Tokyo's successful hosting of the 1964 Olympics, less than 20 years after its defeat in World War II, was seen as a brilliant illustration of its reintegration into the international community - which at the time was synonymous with the West. A year later Japan joined the GATT, or General Agreement on Tariffs and Trade, and the OECD, the Organisation for Economic Cooperation and Development, an exclusive club of rich economies. Geopolitically secure in its military alliance with the United States - and protected by the American "nuclear umbrella" - Tokyo could focus on economic growth, which proved astonishing and was soon dubbed a "miracle." In 1967, Japan surpassed Germany in size of aggregate GDP.

In the meantime, the rest of Asia was still poor and chaotic. China was two years away from launching the devastating Great Proletarian Cultural Revolution, Vietnam was at war and would remain so for more than another decade, South Korea was still at least 10 years away from achieving any noticeable economic ascent; indeed, in the late 1960s, the state of Asia could be encapsulated in the title and subtitle of a 1968 three-volume opus by Economics Laureate Gunnar Myrdal, Asian Drama: An Inquiry Into the Poverty of Nations. Once again, Japan was distancing itself from Asia and ensconcing itself in the Western camp. Henceforth, whether in Cold War parlance or in reference to the global economy, "the West" included Japan.

The narrative of the 19th and most of the 20th centuries is the rise of the West and the precipitate decline of the East. In 1820 Asia accounted for 60 percent of global GDP, with 33 percent from China. By 1913, Asia's share of global GDP had declined to 20 percent. By mid-century, the time of the 1949 Liberation, China's share of global GDP had fallen to less than 5 percent.

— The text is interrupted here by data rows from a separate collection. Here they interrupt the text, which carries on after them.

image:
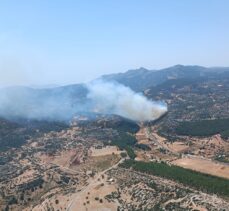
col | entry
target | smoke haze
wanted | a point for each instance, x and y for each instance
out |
(114, 98)
(63, 103)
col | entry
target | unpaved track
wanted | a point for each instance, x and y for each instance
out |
(93, 183)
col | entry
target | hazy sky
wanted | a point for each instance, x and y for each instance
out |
(63, 41)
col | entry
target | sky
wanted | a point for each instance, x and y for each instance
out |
(59, 42)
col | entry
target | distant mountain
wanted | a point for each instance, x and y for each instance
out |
(141, 79)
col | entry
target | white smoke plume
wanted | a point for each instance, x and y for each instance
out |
(63, 103)
(114, 98)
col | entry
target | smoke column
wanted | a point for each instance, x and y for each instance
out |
(63, 103)
(114, 98)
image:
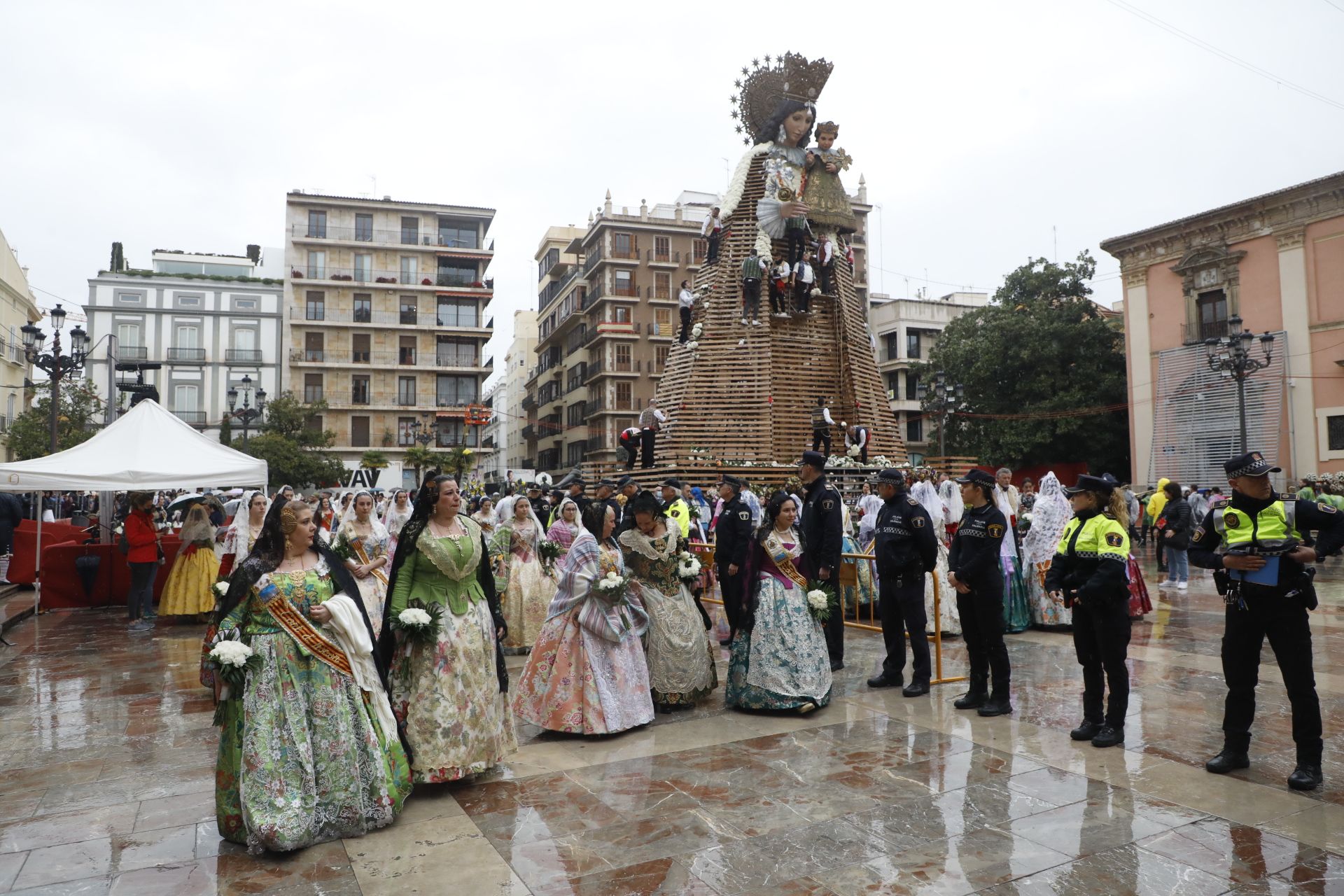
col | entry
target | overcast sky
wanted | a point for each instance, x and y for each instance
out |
(980, 127)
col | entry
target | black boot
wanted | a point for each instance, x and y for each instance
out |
(1306, 777)
(1085, 731)
(1109, 736)
(996, 706)
(974, 697)
(1228, 761)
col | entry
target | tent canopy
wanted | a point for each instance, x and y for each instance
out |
(148, 448)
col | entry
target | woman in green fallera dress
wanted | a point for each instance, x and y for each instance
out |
(451, 699)
(308, 751)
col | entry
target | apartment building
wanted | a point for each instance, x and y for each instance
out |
(904, 332)
(387, 318)
(198, 323)
(17, 308)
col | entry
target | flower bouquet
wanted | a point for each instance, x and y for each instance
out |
(550, 552)
(420, 624)
(822, 601)
(687, 567)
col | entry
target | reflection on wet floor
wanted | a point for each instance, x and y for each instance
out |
(106, 785)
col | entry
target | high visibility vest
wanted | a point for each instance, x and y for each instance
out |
(1269, 531)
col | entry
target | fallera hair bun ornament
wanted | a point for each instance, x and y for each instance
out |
(764, 86)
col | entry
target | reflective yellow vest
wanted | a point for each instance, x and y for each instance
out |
(1101, 538)
(1270, 530)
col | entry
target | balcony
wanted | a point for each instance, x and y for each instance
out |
(449, 239)
(242, 355)
(187, 355)
(375, 277)
(1194, 335)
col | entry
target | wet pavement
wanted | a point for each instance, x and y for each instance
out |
(106, 785)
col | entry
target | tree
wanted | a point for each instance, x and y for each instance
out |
(1046, 365)
(293, 449)
(78, 416)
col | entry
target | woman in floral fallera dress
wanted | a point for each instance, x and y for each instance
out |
(780, 657)
(679, 652)
(587, 673)
(523, 586)
(308, 752)
(451, 699)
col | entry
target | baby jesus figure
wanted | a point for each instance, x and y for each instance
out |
(824, 195)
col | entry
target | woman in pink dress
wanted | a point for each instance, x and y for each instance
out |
(587, 673)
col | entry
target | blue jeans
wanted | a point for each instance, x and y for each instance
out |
(1177, 566)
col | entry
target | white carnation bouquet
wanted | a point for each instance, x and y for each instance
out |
(687, 567)
(822, 601)
(420, 624)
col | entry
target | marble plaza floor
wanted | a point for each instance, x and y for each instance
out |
(106, 786)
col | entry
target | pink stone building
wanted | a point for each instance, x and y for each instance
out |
(1277, 262)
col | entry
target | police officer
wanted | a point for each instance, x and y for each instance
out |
(823, 516)
(1089, 574)
(1253, 542)
(974, 573)
(733, 533)
(907, 550)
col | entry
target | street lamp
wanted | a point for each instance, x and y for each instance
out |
(946, 398)
(57, 365)
(1231, 356)
(246, 413)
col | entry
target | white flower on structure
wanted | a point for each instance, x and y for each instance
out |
(413, 617)
(232, 653)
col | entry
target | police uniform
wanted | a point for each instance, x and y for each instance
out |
(1275, 609)
(733, 533)
(906, 550)
(1089, 568)
(974, 561)
(823, 514)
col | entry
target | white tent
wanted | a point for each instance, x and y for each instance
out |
(148, 448)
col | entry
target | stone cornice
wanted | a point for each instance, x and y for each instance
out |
(1278, 213)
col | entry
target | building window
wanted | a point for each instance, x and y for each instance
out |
(363, 229)
(359, 431)
(405, 390)
(406, 431)
(312, 387)
(410, 232)
(456, 391)
(363, 308)
(359, 390)
(457, 312)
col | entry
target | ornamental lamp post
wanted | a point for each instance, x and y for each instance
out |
(946, 398)
(246, 413)
(55, 365)
(1230, 356)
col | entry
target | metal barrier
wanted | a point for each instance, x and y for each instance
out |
(706, 555)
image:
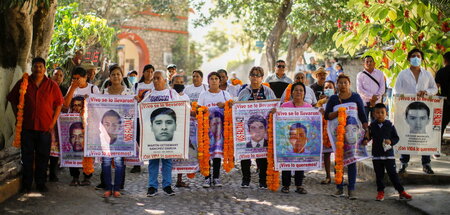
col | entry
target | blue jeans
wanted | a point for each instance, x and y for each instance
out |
(351, 173)
(153, 170)
(107, 176)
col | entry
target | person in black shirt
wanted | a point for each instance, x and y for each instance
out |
(443, 82)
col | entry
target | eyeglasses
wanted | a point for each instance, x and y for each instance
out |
(256, 75)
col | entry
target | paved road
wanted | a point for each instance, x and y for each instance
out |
(230, 199)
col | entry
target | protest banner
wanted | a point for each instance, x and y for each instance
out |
(418, 121)
(250, 128)
(164, 130)
(71, 138)
(354, 150)
(110, 126)
(190, 165)
(297, 139)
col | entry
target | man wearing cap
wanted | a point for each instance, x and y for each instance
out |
(370, 84)
(172, 70)
(320, 75)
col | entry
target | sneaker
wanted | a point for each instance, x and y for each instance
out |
(351, 195)
(169, 191)
(339, 193)
(217, 182)
(301, 190)
(427, 169)
(245, 184)
(380, 196)
(402, 170)
(262, 186)
(135, 169)
(405, 196)
(100, 187)
(107, 194)
(42, 188)
(151, 192)
(207, 183)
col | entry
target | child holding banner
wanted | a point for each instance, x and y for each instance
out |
(214, 99)
(384, 136)
(297, 132)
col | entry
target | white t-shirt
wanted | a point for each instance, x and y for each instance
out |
(143, 86)
(194, 92)
(161, 96)
(209, 99)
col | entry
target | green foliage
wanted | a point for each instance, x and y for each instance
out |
(74, 31)
(388, 30)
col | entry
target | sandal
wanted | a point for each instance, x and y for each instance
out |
(326, 181)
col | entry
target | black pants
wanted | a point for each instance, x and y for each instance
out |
(75, 172)
(35, 148)
(286, 178)
(445, 117)
(216, 168)
(53, 166)
(389, 165)
(261, 163)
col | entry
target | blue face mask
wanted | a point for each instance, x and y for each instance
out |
(415, 61)
(328, 92)
(132, 80)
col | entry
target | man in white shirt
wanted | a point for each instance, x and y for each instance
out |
(418, 81)
(224, 85)
(194, 90)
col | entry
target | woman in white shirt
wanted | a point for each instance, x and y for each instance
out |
(214, 99)
(416, 81)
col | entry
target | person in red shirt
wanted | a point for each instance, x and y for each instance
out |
(43, 102)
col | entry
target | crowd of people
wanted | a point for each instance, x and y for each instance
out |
(46, 97)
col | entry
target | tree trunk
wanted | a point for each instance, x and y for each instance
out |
(273, 40)
(298, 44)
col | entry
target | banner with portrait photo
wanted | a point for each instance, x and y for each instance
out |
(164, 130)
(297, 137)
(250, 128)
(190, 165)
(71, 139)
(110, 126)
(354, 151)
(418, 121)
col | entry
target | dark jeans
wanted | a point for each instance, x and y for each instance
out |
(286, 178)
(35, 148)
(75, 172)
(389, 165)
(351, 173)
(261, 163)
(216, 168)
(53, 166)
(425, 159)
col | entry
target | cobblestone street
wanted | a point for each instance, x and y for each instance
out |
(229, 199)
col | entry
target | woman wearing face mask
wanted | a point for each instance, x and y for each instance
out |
(329, 90)
(417, 81)
(310, 97)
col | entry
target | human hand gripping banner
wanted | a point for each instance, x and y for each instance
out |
(418, 121)
(164, 130)
(71, 138)
(297, 139)
(250, 128)
(354, 150)
(110, 126)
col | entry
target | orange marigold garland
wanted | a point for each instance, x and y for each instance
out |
(19, 119)
(273, 177)
(287, 97)
(203, 140)
(228, 148)
(339, 155)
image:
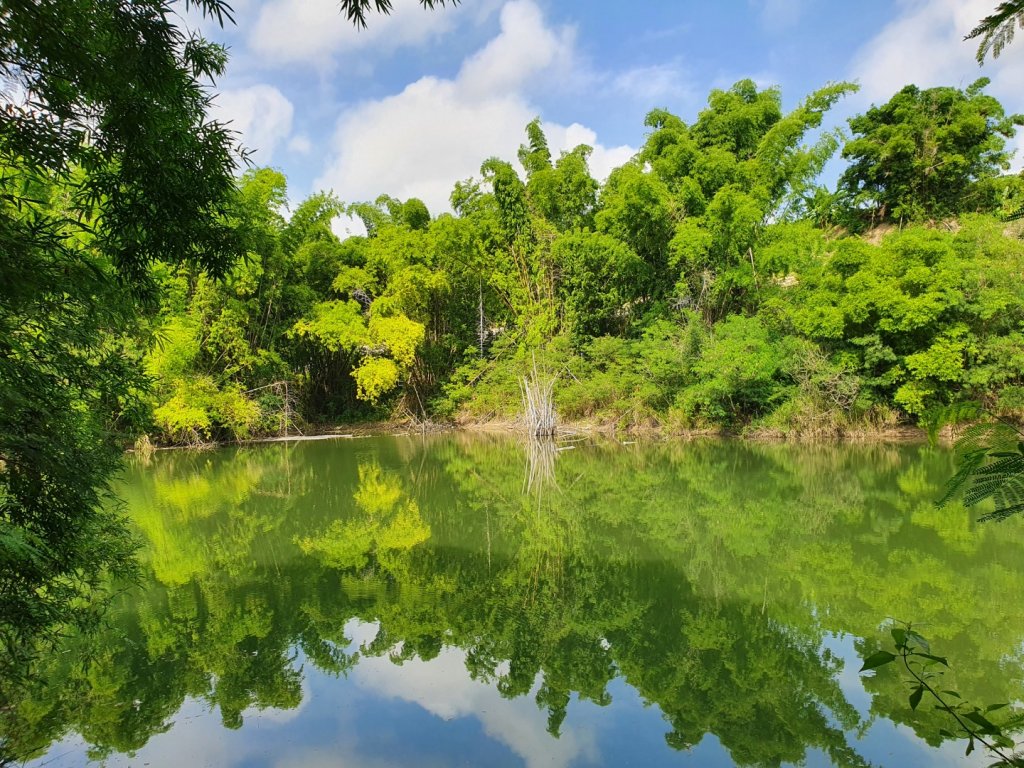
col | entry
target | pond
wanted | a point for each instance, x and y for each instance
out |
(454, 599)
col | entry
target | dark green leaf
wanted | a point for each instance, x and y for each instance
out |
(878, 659)
(915, 696)
(939, 659)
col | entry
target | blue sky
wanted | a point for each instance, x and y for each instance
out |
(419, 99)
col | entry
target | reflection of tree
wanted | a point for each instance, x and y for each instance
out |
(710, 595)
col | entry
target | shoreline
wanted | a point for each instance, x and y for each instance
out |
(358, 430)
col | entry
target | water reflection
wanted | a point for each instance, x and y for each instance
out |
(710, 581)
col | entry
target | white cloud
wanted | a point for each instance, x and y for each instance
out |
(602, 161)
(260, 113)
(313, 32)
(436, 131)
(925, 46)
(300, 144)
(443, 688)
(655, 86)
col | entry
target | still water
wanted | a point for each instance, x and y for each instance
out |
(463, 600)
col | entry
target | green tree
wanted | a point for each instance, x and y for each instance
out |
(996, 30)
(928, 154)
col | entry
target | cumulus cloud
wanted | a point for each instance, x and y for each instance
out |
(421, 140)
(313, 32)
(260, 113)
(655, 85)
(924, 45)
(442, 687)
(300, 144)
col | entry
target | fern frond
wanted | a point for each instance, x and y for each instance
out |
(996, 31)
(990, 465)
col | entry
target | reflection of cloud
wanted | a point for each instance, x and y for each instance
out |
(276, 715)
(442, 687)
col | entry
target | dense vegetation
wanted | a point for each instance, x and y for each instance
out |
(709, 283)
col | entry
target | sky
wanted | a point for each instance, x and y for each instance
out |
(419, 99)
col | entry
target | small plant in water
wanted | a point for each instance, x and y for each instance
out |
(925, 671)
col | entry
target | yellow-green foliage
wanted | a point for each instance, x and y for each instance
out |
(198, 408)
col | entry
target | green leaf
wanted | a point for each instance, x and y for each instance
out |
(915, 696)
(939, 659)
(985, 725)
(1003, 740)
(919, 640)
(878, 659)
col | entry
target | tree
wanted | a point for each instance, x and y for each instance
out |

Japan bucked the Asian decline trend. In the space of one generation, the nation emerged from a feudal, isolated, peasant society to become a major industrial and imperial power. At the Paris Peace Conference in 1919 it sat with Great Britain, France, Italy and the United States. Rising phoenix-like from defeat in World War II, by the late 1960s it accounted for half of Asia's total GDP.

Japan showed a knack for adaptation. In the mid-19th century, fearing that it might suffer an ignominious fate at the hands of Western imperialists comparable to China's devastating humiliation in the Opium Wars, Japan underwent a radical political and cultural revolution. With the "restoration" of imperial rule, as the Emperor Meiji ascended the throne in April 1868, a "Charter Oath of Five Articles" was promulgated, the intention of which was to set the spirit and vision of the "new" Japan. The fifth article reads: "Knowledge shall be sought throughout the world so as to strengthen the foundation of imperial rule." The 1880s were dubbed the decade of "(western) civilisation and enlightenment" (bunmei kaika), culminating in 1885 with one of modern Japanese history's most seminal publications, written by the prominent Japanese thought-leader of the time, Fukuzawa Yukichi - his image can be found on the Yen 10,000 bank note - entitled Datsu-A/Nyû-O, or"exiting Asia/entering Europe."

In fact, Japan's roots and identity lie deeply in East Asian civilization, having borrowed a great deal of learning, culture, philosophy by way of Confucianism, religion by way of Buddhism, a system of writing and art from China and Korea. During the Asuka period, 6th and 7th centuries CE, major reforms were based on Chinese statecraft, while the imperial capitals, Nara and later Kyoto, were modeled on the Tang dynasty's Xi'an.